Those little butterflies fluttering around in your stomach as you prepare to expand your family are certainly memorable — and likely do nothing to help with your morning sickness. The anxiousness mixed with excitement is also unique for soon-to-be mothers, and admittedly, it can sometimes feel overwhelming, especially if it’s your first pregnancy. There is so much to plan for in anticipation of your new love, it’s hard to figure out where to begin.
Setting a Budget
That being said, pulling a budget together would be a good place to start. Pregnancy, and in turn parenthood, can throw a wrench into your finances — but at least the wrench is usually a beautiful, amazing, soft new baby you couldn’t possibly ever stop loving.
Whether you’ve been planning for this pregnancy for a while or it’s your second, third, fourth child, it’s likely you already have a clear idea of how you’ll be budgeting for the next nine months (and at least the next 18 years). If your pregnancy is more of a surprise, it’s OK; you’ve still got plenty of time to sit down and plan out how you’ll be paying for the medical expenses that come with becoming a new mom.
As reported by the experts at SmartAsset, the average cost to have a baby in the United States (vaginal delivery) ranges anywhere between $5,000 and $11,000. Furthermore, they go on to explain that, “These prices include the total duration of care, the obstetrician’s fee (including prenatal care), the anesthesiologist’s fee and the hospital care fee.” In the UK, having a baby through the NHS is, of course, free.
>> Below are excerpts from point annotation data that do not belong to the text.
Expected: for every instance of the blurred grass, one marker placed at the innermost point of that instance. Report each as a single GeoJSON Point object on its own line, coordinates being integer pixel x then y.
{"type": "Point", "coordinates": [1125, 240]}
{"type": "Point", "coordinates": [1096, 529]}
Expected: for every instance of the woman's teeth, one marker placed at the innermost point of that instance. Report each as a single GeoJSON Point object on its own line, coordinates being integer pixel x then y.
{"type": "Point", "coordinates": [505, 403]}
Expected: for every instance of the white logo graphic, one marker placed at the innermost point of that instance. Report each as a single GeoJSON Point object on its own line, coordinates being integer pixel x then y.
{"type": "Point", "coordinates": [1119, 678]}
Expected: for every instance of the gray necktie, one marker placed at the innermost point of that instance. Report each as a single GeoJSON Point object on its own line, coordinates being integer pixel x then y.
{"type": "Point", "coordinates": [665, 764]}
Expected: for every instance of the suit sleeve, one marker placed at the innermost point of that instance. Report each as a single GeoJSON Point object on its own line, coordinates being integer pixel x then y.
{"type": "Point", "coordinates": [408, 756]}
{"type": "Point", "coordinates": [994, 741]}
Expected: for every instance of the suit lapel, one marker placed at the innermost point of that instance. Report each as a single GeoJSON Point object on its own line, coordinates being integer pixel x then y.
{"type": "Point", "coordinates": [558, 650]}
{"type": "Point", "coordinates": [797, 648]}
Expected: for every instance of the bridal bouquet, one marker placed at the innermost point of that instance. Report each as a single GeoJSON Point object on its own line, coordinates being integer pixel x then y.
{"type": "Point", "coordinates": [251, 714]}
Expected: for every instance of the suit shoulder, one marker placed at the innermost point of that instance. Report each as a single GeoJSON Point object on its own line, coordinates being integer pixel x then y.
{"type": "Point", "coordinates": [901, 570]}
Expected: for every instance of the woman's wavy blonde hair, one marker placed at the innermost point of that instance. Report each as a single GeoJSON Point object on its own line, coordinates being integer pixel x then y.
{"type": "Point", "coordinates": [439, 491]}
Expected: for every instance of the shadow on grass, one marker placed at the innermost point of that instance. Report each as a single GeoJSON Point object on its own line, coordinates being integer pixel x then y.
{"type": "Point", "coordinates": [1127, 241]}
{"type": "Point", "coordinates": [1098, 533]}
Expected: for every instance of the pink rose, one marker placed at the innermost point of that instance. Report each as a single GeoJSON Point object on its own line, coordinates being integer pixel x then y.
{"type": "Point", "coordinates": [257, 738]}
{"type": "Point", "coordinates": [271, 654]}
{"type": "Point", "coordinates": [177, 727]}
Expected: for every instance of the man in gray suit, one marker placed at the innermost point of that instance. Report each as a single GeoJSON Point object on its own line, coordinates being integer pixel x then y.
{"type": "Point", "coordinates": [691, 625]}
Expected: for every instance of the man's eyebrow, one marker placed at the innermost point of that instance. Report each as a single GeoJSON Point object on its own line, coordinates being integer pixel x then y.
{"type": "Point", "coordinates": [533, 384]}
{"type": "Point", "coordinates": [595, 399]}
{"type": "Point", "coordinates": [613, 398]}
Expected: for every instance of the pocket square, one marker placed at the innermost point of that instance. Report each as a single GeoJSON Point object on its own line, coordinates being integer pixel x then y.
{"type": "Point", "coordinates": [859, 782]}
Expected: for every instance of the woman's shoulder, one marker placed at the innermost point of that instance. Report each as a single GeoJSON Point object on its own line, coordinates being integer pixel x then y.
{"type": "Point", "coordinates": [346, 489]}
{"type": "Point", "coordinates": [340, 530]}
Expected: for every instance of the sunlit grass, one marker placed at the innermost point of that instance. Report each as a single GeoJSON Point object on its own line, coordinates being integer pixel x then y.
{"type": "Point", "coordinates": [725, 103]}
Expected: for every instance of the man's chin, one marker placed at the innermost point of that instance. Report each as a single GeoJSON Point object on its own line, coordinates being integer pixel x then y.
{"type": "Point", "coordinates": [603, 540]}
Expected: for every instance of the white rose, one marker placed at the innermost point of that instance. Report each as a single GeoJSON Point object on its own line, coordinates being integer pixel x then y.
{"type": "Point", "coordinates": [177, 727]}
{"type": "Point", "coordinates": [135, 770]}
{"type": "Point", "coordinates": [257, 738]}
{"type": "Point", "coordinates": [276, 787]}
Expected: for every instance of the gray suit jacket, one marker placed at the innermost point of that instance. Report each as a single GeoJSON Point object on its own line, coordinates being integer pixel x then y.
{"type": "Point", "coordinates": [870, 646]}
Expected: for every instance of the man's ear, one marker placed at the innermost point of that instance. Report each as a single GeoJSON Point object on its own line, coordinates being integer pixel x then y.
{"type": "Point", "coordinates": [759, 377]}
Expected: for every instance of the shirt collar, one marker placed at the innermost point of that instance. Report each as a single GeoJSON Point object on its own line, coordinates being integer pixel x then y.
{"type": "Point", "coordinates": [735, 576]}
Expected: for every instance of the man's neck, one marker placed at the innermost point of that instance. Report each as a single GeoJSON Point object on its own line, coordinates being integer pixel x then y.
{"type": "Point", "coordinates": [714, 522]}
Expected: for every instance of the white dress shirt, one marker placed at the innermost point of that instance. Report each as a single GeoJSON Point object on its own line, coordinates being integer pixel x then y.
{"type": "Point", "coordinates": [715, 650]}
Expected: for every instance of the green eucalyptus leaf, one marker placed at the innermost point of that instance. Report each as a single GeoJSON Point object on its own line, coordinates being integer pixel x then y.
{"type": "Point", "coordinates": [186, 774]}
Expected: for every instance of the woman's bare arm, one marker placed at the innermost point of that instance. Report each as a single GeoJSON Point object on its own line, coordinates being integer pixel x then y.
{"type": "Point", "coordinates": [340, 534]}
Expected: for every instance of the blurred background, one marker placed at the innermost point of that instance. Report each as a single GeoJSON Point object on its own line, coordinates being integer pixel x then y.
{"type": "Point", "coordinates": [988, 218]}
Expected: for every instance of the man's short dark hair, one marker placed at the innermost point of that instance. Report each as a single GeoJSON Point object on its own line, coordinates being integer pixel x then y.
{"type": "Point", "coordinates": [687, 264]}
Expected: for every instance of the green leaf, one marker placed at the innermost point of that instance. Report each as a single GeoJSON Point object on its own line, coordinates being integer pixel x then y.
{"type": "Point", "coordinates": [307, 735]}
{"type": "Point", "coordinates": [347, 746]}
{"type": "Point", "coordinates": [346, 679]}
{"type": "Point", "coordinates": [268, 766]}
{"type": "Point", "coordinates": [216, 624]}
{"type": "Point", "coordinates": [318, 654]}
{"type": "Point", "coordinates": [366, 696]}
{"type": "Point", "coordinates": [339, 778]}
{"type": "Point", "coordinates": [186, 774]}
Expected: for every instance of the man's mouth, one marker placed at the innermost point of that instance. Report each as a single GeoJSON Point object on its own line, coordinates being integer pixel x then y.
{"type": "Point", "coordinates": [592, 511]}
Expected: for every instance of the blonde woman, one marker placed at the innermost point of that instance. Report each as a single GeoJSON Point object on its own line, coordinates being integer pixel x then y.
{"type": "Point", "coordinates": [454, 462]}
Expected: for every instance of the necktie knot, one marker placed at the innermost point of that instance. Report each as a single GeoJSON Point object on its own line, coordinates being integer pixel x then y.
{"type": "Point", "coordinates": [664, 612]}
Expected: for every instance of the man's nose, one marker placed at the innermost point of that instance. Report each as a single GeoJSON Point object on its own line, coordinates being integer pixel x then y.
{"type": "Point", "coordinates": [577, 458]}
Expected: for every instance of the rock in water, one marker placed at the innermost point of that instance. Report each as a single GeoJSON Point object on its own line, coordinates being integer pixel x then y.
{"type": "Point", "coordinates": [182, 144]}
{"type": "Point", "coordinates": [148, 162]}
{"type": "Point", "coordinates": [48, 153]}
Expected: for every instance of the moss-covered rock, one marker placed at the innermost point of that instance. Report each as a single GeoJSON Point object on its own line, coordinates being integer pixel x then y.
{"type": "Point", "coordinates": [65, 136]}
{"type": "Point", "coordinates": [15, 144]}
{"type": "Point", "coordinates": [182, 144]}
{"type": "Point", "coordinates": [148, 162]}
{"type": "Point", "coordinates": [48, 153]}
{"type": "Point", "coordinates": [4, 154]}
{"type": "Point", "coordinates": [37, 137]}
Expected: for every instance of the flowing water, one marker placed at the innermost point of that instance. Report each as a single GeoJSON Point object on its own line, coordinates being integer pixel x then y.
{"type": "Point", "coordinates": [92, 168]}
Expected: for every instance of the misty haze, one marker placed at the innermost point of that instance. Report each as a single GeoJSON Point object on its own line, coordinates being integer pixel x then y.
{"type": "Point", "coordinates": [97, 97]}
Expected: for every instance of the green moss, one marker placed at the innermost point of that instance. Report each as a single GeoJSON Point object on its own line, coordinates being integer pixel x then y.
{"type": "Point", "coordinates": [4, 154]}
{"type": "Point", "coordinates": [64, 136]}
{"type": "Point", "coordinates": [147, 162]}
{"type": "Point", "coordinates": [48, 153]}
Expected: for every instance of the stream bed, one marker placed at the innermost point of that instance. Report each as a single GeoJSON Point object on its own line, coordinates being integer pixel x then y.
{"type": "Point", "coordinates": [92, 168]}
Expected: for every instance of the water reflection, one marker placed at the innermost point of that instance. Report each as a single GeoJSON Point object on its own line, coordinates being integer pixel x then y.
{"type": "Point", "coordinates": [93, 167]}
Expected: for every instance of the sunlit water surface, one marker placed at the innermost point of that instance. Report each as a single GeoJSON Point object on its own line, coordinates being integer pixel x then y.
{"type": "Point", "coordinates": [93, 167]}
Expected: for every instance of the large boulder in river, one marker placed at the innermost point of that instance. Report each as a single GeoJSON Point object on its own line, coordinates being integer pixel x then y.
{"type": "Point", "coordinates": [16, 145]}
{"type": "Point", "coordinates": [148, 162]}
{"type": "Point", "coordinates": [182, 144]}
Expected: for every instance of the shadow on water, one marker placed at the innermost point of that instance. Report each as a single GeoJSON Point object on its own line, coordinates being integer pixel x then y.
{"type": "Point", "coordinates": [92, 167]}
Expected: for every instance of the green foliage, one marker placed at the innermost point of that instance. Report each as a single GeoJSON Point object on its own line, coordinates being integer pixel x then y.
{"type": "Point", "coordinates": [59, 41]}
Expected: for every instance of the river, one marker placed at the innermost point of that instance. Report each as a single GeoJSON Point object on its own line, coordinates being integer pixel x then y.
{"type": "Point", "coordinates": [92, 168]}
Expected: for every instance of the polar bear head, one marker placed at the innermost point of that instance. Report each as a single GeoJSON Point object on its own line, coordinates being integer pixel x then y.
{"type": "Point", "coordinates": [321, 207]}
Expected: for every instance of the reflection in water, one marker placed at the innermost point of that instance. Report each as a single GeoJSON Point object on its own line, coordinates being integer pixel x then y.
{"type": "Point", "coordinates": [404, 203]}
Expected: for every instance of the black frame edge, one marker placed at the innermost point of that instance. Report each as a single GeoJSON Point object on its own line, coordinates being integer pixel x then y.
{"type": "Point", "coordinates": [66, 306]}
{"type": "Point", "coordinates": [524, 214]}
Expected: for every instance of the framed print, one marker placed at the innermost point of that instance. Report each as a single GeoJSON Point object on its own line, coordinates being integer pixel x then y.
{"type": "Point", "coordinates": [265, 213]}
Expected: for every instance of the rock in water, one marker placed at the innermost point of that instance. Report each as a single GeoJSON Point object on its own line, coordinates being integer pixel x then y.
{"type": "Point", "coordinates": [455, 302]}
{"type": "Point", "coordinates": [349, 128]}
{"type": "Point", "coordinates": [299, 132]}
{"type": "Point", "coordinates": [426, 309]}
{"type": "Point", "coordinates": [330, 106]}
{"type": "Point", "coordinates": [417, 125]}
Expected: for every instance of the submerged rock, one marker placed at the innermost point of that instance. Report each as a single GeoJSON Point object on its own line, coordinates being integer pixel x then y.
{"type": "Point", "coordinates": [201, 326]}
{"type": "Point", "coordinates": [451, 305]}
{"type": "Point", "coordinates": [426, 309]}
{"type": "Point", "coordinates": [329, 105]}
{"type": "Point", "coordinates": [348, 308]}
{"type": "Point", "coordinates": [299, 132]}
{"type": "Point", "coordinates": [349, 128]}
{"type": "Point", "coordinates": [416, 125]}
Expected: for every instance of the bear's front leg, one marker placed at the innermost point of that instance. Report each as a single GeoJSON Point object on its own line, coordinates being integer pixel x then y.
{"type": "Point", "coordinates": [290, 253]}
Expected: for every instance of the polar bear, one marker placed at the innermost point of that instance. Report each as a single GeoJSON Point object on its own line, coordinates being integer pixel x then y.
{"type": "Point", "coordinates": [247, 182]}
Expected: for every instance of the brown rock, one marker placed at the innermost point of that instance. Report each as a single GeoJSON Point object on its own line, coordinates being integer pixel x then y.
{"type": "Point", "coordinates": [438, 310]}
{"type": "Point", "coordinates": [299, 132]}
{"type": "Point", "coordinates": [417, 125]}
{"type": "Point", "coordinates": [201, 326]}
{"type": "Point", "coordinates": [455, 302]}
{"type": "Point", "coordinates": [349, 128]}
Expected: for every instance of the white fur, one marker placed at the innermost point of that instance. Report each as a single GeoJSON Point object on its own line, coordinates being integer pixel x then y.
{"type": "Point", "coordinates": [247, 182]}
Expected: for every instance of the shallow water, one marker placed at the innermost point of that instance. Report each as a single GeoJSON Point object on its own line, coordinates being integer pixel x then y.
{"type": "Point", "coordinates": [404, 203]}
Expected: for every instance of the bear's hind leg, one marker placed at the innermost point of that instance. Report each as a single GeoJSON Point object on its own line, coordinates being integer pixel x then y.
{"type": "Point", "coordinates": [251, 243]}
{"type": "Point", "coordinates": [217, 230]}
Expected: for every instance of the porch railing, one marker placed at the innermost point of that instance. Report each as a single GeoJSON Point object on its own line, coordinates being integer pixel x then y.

However, if you choose to go through private care, you’re looking at a bill of £2,000 – £6,000.
In the US, a lot of budgeting done in preparation for your new baby is going to have to be ready to cover the what-ifs. However, depending on your family’s medical insurance, you’ll likely not be paying for all your pregnancy-related expenses out of pocket. Of course, the kind of healthcare insurance you have does have a significant effect on affordability, so it’d be worth researching your insurance policies on pregnancy and childbirth so that you can better plan for those unexpected expenses (C-sections cost how much?!).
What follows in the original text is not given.